Daí a importância e a urgência de aprender a valorizar o que
é próprio e também o que é diferente, esforçando-se para não transformar as
diferenças normais (geográficas, culturais, de raça, de gênero...) em
desigualdades. É preciso educar e preservar as diferenças humanas.
Deveríamos pensar mais sobre a importância das diferenças
que nos humanizam. Deveríamos admirar as diferenças pessoais e grupais, e
não lamentá-las. É necessário evitar tudo o que reprime as diferenças e
desenvolver a verdadeira coexistência pessoal, social, científica, religiosa,
ética. Deveríamos remover abusos e vícios que anulam a diferenças. Perverter a
diferença é uma atitude que degrada a pessoa. Valorizar a diferença e os
diferentes implica tratar com cortesia, saber interagir, trabalhar juntos,
respeitar...
Segundo o modo de ser e proceder de Jesus, o que mais nos
desumaniza é viver com um “coração fechado” e endurecido, um “coração de
pedra”, incapaz de amar e de abrir-se ao novo. Quem vive “fechado em si mesmo”,
não pode acolher o Espírito de Deus, não pode deixar-se guiar pelo Espírito de
Jesus, pois acredita que quem é diferente “está possuído por um espírito mau”
(3,30).
Quando nosso coração está “fechado”, em nossa vida não há
mais compaixão e passamos a viver indiferentes à violência e à injustiça que
destroem as relações entre as pessoas. Passamos a viver separados da vida,
desconectados. Uma fronteira invisível nos separa do Espírito de Deus que tudo
dinamiza e inspira; é impossível sentir a vida como Jesus sentia. Quem assume
atitudes de indiferença tem medo do diferente, e a vida vai se
atrofiando...
Num coração petrificado o Espírito não tem liberdade de
atuar; dessa resistência à ação do Espírito brotam as doentias divisões
internas. São os dinamismos “diabólicos” (aquilo que divide) que se instalam em
nosso interior, atrofiam nossas forças criativas e nos distanciam da comunhão
com tudo e com todos.
Não podemos permanecer trancados em redutos que rejeitam as
diferenças existenciais. Daí a importância de aprender a ver o melhor de cada
pessoa e de cada povo, superando as visões estreitas e fundamentalistas e todo
tipo de racismo, xenofobia, desprezo, mixofobia, preconceito, dominação...

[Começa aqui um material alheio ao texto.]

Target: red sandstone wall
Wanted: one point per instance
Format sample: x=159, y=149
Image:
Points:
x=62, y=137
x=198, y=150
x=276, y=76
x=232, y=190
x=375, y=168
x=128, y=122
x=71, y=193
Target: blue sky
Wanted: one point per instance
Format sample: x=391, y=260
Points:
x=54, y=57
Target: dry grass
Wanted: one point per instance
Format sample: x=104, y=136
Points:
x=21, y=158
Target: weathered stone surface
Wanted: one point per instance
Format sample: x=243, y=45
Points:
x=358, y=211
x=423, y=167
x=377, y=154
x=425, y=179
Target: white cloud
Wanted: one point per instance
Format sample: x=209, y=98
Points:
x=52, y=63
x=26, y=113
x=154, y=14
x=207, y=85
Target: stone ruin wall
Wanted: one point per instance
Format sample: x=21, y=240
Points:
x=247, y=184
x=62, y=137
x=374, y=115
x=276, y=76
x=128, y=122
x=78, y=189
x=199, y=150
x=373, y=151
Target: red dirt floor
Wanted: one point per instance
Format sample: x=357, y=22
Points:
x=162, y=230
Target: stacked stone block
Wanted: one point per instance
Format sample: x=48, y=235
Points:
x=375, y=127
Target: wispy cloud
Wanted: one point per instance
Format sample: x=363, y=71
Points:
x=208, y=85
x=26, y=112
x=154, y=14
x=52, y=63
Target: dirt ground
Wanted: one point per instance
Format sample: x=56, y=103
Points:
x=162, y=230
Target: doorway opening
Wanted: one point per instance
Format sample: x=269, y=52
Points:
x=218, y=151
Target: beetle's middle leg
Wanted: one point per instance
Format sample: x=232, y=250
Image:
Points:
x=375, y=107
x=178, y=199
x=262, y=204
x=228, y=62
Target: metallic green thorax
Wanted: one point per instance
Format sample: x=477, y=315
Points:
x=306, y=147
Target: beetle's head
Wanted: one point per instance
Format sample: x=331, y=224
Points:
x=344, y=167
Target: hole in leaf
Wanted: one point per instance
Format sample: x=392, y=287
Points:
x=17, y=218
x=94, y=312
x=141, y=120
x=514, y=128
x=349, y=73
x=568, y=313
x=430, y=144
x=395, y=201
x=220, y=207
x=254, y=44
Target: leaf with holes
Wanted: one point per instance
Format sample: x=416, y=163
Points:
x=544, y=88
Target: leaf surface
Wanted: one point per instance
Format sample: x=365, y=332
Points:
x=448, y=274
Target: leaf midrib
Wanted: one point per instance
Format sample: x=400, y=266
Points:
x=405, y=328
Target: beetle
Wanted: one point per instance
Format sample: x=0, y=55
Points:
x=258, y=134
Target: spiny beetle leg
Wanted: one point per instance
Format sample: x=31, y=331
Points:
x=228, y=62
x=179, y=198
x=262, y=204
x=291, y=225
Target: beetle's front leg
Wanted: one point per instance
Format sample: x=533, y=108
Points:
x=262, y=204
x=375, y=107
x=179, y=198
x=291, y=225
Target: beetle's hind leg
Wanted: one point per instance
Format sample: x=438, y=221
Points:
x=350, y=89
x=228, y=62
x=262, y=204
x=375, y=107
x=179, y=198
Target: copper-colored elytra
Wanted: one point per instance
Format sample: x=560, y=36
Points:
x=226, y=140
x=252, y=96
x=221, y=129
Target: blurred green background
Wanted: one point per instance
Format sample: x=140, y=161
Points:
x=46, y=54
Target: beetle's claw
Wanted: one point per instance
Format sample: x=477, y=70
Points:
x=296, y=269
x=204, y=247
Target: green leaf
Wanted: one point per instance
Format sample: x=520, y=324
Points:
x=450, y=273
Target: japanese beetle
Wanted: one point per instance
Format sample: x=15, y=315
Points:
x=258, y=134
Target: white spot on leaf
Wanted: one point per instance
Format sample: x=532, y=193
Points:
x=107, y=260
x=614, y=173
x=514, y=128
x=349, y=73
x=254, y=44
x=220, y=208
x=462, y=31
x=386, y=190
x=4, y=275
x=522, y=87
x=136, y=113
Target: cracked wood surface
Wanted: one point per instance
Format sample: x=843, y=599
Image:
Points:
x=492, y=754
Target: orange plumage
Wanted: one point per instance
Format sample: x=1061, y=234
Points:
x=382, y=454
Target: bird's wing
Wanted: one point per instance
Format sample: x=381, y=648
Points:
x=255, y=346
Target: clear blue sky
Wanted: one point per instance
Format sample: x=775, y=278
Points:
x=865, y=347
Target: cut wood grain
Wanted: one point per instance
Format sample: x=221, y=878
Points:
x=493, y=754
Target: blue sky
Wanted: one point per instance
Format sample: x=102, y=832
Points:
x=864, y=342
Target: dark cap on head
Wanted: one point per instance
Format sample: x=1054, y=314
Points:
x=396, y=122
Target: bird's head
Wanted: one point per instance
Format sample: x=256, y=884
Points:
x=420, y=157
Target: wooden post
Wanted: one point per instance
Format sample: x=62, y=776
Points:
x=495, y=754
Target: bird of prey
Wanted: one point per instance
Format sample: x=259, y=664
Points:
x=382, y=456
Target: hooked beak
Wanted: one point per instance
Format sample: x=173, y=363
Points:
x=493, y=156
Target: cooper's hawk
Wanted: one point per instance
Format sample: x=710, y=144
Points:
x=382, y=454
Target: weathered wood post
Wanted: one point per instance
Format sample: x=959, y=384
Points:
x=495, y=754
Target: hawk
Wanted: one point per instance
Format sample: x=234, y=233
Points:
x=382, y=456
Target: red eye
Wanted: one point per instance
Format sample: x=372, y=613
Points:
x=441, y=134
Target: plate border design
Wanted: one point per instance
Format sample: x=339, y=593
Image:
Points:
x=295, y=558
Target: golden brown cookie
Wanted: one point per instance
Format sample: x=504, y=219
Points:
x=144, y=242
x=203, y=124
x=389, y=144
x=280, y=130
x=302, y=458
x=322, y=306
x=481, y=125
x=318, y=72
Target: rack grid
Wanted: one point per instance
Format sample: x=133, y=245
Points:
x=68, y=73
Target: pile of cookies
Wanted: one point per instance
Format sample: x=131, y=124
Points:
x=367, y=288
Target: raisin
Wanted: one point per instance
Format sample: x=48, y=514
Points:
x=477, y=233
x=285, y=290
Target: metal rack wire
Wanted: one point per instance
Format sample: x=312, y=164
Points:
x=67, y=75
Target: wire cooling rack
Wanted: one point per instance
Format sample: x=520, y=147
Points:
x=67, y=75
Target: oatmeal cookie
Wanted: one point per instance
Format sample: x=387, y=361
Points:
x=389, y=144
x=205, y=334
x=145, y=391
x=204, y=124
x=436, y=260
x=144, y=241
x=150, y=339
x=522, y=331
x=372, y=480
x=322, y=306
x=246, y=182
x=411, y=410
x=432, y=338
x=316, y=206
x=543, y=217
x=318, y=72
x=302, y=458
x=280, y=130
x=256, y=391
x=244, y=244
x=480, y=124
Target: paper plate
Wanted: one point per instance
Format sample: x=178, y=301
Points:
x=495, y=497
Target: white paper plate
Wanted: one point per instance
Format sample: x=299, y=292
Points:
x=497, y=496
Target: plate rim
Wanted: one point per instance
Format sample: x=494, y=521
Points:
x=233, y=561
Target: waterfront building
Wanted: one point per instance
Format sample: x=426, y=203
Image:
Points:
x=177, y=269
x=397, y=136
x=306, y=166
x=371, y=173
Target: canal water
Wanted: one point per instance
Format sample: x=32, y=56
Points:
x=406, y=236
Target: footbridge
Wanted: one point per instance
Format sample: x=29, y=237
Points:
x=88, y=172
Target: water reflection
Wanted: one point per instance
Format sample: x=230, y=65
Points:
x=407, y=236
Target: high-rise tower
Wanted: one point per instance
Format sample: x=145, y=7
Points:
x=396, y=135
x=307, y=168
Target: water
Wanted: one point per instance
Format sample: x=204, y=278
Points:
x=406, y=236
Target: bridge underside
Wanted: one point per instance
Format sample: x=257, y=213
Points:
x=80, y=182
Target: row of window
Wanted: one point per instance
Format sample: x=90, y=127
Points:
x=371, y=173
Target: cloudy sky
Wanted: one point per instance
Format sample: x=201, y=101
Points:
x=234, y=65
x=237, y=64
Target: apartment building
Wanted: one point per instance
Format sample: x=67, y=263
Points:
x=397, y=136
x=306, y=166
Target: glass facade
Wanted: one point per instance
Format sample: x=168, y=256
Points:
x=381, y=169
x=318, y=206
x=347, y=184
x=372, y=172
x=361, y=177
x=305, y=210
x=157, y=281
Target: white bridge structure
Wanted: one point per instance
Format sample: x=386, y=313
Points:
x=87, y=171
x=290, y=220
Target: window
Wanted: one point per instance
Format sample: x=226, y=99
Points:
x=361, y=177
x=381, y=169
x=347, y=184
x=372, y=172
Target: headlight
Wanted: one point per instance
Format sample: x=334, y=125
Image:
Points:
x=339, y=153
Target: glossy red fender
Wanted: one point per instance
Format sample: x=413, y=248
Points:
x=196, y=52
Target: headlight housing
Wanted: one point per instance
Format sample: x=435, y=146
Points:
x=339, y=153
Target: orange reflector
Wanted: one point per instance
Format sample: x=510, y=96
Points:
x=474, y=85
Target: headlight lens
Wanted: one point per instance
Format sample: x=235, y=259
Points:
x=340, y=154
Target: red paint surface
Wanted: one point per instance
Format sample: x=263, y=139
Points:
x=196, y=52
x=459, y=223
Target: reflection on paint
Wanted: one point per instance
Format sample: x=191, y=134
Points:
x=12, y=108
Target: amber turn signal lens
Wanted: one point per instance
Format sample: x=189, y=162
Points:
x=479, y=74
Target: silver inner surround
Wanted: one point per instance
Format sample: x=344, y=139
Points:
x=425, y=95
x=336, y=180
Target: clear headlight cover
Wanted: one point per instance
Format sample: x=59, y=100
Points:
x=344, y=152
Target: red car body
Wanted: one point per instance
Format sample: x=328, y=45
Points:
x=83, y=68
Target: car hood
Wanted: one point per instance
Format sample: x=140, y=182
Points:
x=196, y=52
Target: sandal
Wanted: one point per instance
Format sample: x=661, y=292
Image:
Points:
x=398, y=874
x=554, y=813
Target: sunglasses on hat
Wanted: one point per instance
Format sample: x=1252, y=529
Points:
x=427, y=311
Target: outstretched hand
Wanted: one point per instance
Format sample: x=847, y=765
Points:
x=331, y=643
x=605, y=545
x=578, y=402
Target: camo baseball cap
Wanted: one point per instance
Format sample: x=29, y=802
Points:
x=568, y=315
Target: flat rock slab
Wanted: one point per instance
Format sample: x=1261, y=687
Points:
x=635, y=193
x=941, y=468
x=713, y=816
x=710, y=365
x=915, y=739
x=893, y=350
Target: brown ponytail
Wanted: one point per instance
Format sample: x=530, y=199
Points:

A “Ruah de Deus” nos move a construir uma Comunidade
fraterna, capaz de abrir suas portas e derrubar seus muros, para que ninguém se
sinta excluído. É missão específica da Ruah integrar as diferenças numa grande
comunhão universal. Não podemos matar a presença e a ação original do
Espírito.
Texto bíblico: Mc 3,20-35
Na oração: “E olhando para os que estavam sentados ao
seu redor…” Estar em círculo supõe uma postura de acolhida e comunhão com os
outros, respeitando sua diversidade. Tal atitude quebra toda pretensão de
imposição, de poder, de violência... Isso só é possível quando Jesus se faz o
centro.
Trata-se de uma imagem espacial do discipulado que pode nos
ajudar a entender melhor nossas posturas vitais, tanto no nível pessoal como no
comunitário ou na missão.
- “Estar em círculo” também quer dizer que estamos
vinculados a outros numa postura corporal que tem Jesus como centro. A imagem
do círculo é a que melhor expressa o modo de seguir Jesus e não a “hierarquia”
que dá margem ao carreirismo e à busca de poder.